Emerge sobre las aguas de Dalmacia, disputa de bizantinos, sicilianos, turcos. Tiene, al igual que otras alhajas del continente, un viejo capoluogo (de nombre homónimo Hvar) donde pervive la serenísima arquitectura. Memorial de piedras gastadas, Europa en sus límites balcánicos. Si hubo batallas y piratas, ahora amarran por allí yates de bandera itálica con mujeres despampanantes, ricachones horteras y todo aquel que tiene una Ibiza en la cabeza, sus vicios fabulosos. A esto le llaman veranear. En contraste, algunos veleros de corta eslora cumplen un plácido itinerario por el laberinto de agua, miríada de ínsulas croatas: más de 1200, sólo cincuenta habitadas.

En las terrazas y restaurantes, en las tiendas de souvenirs de la capital, puede apreciarse la histórica arrogancia con que los italianos se dirigen a los autóctonos. Tengan o no dinero que los eleve, caminan por encima del suelo. El fenómeno, de raíces añejas, es común en toda la geografía antes yugoslava, patio trasero de Italia durante siglos. La soberanía de Hvar puede (y debe) atestiguarse huyendo de la capital y de los fatuos hijos de Dante.

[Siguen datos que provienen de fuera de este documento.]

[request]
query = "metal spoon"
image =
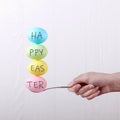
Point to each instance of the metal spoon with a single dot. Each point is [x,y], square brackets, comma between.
[57,87]
[82,84]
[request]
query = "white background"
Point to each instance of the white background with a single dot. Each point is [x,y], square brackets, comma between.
[84,35]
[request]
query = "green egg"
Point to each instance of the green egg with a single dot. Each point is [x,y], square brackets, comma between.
[36,52]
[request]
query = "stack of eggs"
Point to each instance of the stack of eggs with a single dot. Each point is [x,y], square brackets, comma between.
[37,67]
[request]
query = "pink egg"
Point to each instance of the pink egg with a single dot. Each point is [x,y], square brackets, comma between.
[36,84]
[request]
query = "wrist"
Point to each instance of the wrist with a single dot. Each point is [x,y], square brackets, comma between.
[115,82]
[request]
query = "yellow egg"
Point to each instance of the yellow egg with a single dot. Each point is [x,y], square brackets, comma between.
[37,68]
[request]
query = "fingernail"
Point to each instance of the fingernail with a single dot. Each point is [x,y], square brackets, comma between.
[91,86]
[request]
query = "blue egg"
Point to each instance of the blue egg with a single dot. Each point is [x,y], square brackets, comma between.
[37,35]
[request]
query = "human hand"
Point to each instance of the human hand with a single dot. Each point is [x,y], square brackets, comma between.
[95,84]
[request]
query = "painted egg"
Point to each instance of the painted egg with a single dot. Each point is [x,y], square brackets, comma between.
[37,35]
[36,84]
[37,68]
[36,52]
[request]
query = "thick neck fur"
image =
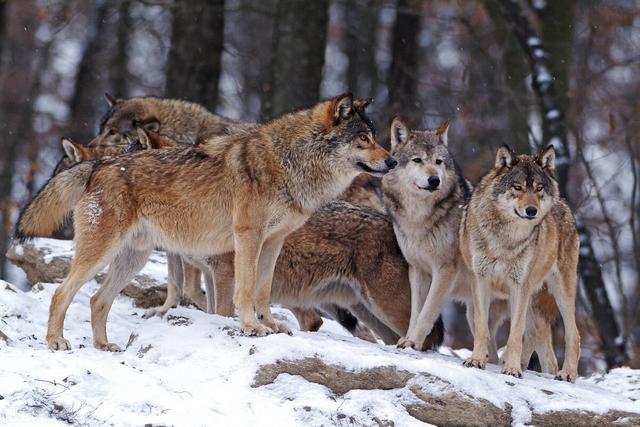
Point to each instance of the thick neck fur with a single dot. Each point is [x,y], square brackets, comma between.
[411,209]
[315,173]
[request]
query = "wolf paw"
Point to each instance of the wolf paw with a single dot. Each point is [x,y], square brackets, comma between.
[513,371]
[257,330]
[563,375]
[58,343]
[115,348]
[474,363]
[152,312]
[405,342]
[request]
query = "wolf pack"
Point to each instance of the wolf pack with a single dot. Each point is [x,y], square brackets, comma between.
[309,211]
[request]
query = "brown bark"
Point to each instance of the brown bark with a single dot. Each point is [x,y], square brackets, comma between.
[299,40]
[194,64]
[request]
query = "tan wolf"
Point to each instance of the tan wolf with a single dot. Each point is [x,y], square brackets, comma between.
[516,234]
[425,195]
[243,192]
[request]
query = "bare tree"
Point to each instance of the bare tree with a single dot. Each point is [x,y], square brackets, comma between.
[197,36]
[555,133]
[299,41]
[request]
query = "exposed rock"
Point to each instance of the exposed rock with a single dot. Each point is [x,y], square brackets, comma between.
[585,419]
[336,378]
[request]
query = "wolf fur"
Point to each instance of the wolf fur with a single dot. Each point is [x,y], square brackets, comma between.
[245,192]
[517,234]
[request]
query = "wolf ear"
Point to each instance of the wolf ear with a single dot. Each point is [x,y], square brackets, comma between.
[443,132]
[111,100]
[71,150]
[343,107]
[152,125]
[505,157]
[399,132]
[547,159]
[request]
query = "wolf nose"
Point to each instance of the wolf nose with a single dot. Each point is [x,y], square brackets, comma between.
[391,162]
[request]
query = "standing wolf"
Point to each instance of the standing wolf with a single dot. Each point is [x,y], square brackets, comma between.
[517,233]
[243,192]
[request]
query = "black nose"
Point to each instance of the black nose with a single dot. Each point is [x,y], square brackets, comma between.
[391,162]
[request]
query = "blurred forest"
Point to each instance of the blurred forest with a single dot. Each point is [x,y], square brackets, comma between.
[526,73]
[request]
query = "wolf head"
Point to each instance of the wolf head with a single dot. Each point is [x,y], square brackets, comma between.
[124,118]
[425,168]
[350,135]
[75,153]
[524,187]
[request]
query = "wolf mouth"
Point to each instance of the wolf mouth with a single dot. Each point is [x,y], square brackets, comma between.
[524,217]
[366,168]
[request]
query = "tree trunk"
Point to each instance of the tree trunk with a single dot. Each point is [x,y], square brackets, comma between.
[362,25]
[299,40]
[197,36]
[553,112]
[402,85]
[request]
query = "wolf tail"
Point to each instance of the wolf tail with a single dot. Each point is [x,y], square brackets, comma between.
[51,206]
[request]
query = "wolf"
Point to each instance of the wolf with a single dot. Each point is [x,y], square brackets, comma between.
[182,122]
[517,234]
[244,192]
[346,256]
[424,196]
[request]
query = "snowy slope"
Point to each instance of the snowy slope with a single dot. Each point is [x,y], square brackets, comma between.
[192,368]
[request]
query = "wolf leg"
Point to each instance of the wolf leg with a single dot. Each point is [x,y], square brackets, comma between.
[481,291]
[174,287]
[420,282]
[192,287]
[221,267]
[247,243]
[89,259]
[441,285]
[266,266]
[565,294]
[519,301]
[125,265]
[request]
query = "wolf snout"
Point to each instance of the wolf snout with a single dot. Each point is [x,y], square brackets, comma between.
[531,211]
[391,162]
[434,182]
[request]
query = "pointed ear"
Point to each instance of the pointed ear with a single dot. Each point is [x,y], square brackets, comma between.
[399,132]
[343,107]
[362,103]
[111,100]
[71,150]
[443,132]
[547,158]
[152,125]
[505,157]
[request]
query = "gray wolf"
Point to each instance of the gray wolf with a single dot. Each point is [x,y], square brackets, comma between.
[243,192]
[516,234]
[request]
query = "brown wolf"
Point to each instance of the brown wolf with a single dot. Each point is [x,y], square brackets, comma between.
[243,192]
[181,121]
[345,256]
[517,233]
[425,195]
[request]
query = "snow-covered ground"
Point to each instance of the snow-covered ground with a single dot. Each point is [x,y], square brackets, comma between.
[192,368]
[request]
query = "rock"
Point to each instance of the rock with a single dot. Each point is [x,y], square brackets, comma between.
[42,266]
[337,379]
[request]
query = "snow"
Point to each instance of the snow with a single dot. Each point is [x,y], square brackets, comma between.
[193,368]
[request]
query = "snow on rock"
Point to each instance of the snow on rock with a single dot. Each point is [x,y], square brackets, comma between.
[193,368]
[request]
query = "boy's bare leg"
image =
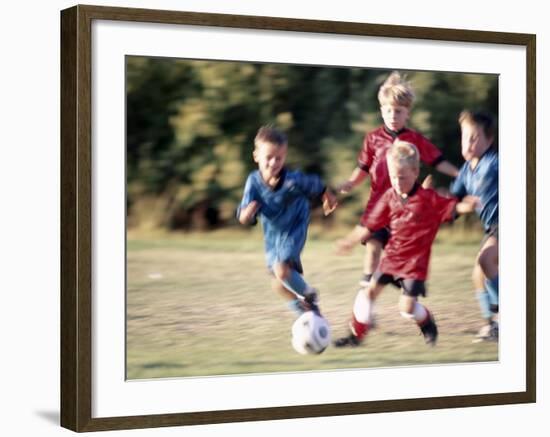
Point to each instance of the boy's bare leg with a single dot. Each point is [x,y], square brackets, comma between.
[362,315]
[373,251]
[411,309]
[488,258]
[487,261]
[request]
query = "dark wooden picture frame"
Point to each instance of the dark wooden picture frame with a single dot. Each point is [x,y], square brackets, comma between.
[76,218]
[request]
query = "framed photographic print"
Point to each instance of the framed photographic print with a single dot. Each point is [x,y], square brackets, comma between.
[168,317]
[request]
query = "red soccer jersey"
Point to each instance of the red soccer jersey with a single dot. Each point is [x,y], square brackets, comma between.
[372,157]
[413,224]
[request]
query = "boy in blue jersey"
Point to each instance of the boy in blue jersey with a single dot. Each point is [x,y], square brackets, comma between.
[479,177]
[282,200]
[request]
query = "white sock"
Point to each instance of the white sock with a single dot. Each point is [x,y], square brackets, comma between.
[362,308]
[419,313]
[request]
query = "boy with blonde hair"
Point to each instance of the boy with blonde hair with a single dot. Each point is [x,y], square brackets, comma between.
[412,214]
[396,98]
[282,200]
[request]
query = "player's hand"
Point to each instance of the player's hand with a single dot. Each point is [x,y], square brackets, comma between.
[468,204]
[329,202]
[428,182]
[345,187]
[248,212]
[475,201]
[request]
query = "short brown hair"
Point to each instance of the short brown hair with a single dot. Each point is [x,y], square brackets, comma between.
[403,153]
[479,118]
[396,90]
[272,135]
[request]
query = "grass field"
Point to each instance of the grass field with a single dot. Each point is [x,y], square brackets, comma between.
[202,305]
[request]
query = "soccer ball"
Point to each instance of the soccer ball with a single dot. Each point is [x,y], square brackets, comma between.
[310,333]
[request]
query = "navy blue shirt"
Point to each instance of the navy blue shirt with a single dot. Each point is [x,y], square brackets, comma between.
[482,182]
[284,212]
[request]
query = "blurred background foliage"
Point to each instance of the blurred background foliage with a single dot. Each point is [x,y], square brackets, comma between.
[191,125]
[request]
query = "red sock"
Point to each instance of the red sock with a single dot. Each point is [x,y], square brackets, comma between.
[358,329]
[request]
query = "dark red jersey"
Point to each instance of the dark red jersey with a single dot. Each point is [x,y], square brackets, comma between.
[372,157]
[413,224]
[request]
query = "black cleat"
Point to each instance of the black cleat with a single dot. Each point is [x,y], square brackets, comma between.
[429,330]
[487,333]
[351,341]
[311,302]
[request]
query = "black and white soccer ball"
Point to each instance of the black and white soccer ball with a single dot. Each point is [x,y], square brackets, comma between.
[310,333]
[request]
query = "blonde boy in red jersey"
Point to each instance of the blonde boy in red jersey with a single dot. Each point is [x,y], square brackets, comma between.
[396,98]
[413,215]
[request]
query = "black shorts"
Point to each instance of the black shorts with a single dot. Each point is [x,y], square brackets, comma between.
[491,232]
[381,235]
[410,287]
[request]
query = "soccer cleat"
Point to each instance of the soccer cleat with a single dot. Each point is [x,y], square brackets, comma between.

Hacia el este se halla la población más antigua del país, Stari Grad (Ciudad Vieja), surcada por callejuelas de adoquines. Allí localicé un restaurante, y en el restaurante un balconcito con una mesa y dos sillas desvencijadas. Fue ese el lugar de las noches, adonde traían cazuelas de almejas (con una fina salsa de cebolla, tomate rallado y un chorro de vino), lubinas y doradas a la brasa, cigalas salteadas con apio. Como en Vis, pueden hallarse tipos humanos evocadores de una Europa más romántica, reminiscencia del espíritu hippie. Un señor barbudo, que había vivido en Argentina, me enseñó su casa de piedra medieval, austera, con angostas ventanas, pues el invierno aquí es largo y riguroso. Me invitó a un café y trajo un libro de Lope, se apareció España tan lejana y exótica. Stari Grad, su pequeño puerto de sosegados paseos, sin grandes yates ni visitantes presumidos, es el centro urbano de una llanura mítica, donde los primeros fundadores (griegos) comenzaron a cultivar. Son huertas de dos mil cuatrocientos años, en las que se distinguen las vides y sus regalos. Caldos blancos, tintos extraordinarios, algunos de evocación francesa, que guardan fama en toda Croacia.

Siguiendo la ruta hacia el este por una carretera enrevesada, se alcanza el pueblecito marinero de Jelsa. Había, cuando arribé, una fiesta. Los aldeanos tenían una vaca entera (cabeza y cuernos incluidos) ensartada en un tubo metálico giratorio; ya llevaba dos días dando vueltas sobre las brasas, carne suculenta y melosa, mojada con vino local. En las proximidades de Jelsa, hay un tenebroso túnel, única vía de comunicación con Zavala y sus calas solitarias. El orificio (de 1400 metros de longitud) fue construido en 1962, no dispone de iluminación y soporta una sola dirección del tránsito. Un semáforo, el único en la isla, organiza el tráfico.
Si uno tiene ánimo de conducir bajo ciertas dificultades (curvas y algún vehículo invasivo), puede continuar hacia el este, por parajes en que habita la caza, poblados casi invisibles, cuatro tejados de piedra y un diminuto campanario, senderos blancos que serpentean hasta el mar. El viaje, algo anodino, escaso de signos humanos, finaliza en la remota localidad de Sucuraj, donde la isla se hace angosta y perece bajo las aguas. En la capital me hablaron de las gentes de este lugar con la altivez característica de los capitalinos. Sesenta y ocho kilómetros de tierra son suficientes para aflorar el italianísimo (también balcánico) fenómeno del campanilismo.